Peter had to admit that it was an oddly peculiar sight; Kermit had a guitar and sat on one of the desks, surrounded by an audience of hookers. He was singing, "It ain't easy being green . . . "
Peter looked at his father. "What's going on here? How come Kermit gets all the babes?!" He grabbed at his father's lapels. "We have to do something! Aaach!"
Peter sank to his knees as his father bent back his fingers, speaking again in that whispery, Brooklyn accent, "Now don't be doing that to ya pops!"
Peter rubbed his hands, whimpering. "Sorry, dad . . . what now?"
Kwai Chang returned to his former self. "There can be only one thing that can explain this; something has happened to our beta-readers. We must find the Ancient and learn how to transcend the barriers of time and space and determine what has happened."

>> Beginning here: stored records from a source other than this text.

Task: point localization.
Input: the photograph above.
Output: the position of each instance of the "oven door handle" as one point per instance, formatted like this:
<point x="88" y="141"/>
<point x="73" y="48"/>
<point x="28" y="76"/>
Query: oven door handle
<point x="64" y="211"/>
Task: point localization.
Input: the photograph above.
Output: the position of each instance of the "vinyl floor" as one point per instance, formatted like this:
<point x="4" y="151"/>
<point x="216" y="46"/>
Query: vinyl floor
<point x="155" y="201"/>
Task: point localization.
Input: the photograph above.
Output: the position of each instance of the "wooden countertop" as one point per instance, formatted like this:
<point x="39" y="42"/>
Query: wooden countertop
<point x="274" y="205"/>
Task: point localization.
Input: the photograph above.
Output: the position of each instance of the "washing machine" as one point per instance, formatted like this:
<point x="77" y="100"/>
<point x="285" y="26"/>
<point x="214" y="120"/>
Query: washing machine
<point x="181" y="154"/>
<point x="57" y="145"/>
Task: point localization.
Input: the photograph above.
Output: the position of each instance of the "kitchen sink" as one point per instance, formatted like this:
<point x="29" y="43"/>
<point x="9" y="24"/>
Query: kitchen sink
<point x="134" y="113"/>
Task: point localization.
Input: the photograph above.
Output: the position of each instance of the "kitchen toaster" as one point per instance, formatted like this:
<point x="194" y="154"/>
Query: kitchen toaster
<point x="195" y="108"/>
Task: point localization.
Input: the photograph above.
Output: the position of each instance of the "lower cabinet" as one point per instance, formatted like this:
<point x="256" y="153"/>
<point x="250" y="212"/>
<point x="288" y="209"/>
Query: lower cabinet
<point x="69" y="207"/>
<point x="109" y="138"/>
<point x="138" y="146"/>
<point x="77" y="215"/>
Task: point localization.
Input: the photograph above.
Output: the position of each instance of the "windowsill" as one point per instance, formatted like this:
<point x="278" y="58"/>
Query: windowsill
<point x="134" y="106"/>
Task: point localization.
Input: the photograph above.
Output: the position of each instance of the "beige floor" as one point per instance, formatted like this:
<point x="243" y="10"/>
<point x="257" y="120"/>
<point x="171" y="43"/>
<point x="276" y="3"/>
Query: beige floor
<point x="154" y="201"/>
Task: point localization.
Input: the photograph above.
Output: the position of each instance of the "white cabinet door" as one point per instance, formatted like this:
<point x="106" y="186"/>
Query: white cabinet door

A moment later, without any coherent manner of transition, Peter and Kwai Chang found themselves in the home of the Ancient.
"You sensed it too?" asked Kwai Chang.
"Yes! Bad acting and cheesy dialogue permeate this world. You must save us, Kwai Chang Caine!"
Kwai Chang's face steeled. "I cannot transcend the barriers between time and space, Ancient."
The Ancient's face became intense. "You CAN do this, Kwai Chang Caine!"
"I must do this, or else we will be doomed to poor grammar, bad spelling, and incomprehensible plots!"
* * *
"Where are we?" Peter asked as they appeared in a desolate wasteland of snow and ice. A shanty stood a little ways off.
"We are in the Northwest Territories." Kwai Chang's voice was a soft whisper.
"That's right, Kwai Chang Caine!" A man wearing a well-used trenchcoat and soft leather boots, with long hair and a thick goatee, popped up out of the snow, talking like a game show announcer . . . and just as loudly. "And what does he win -- Kelly!"
Appearing out of nowhere, a bored-looking Texas truck stop waitress (in the full uniform) took a drag off her cigarette and said in an even more bored voice, "The Chinaman and his son get a tour of the Mad Fanfiction Author's sweatshop."
Peter and Kwai Chang looked bewildered as the Mad Fanfiction Author led them, skipping and hopping, to the shanty. Entering, they were astonished. The outside was barely enough to justify $275 rent a month, but the inside was a giant warehouse full of cubicle dividers. In each cubicle was a computer with a full Internet connection and someone slaving away at each terminal.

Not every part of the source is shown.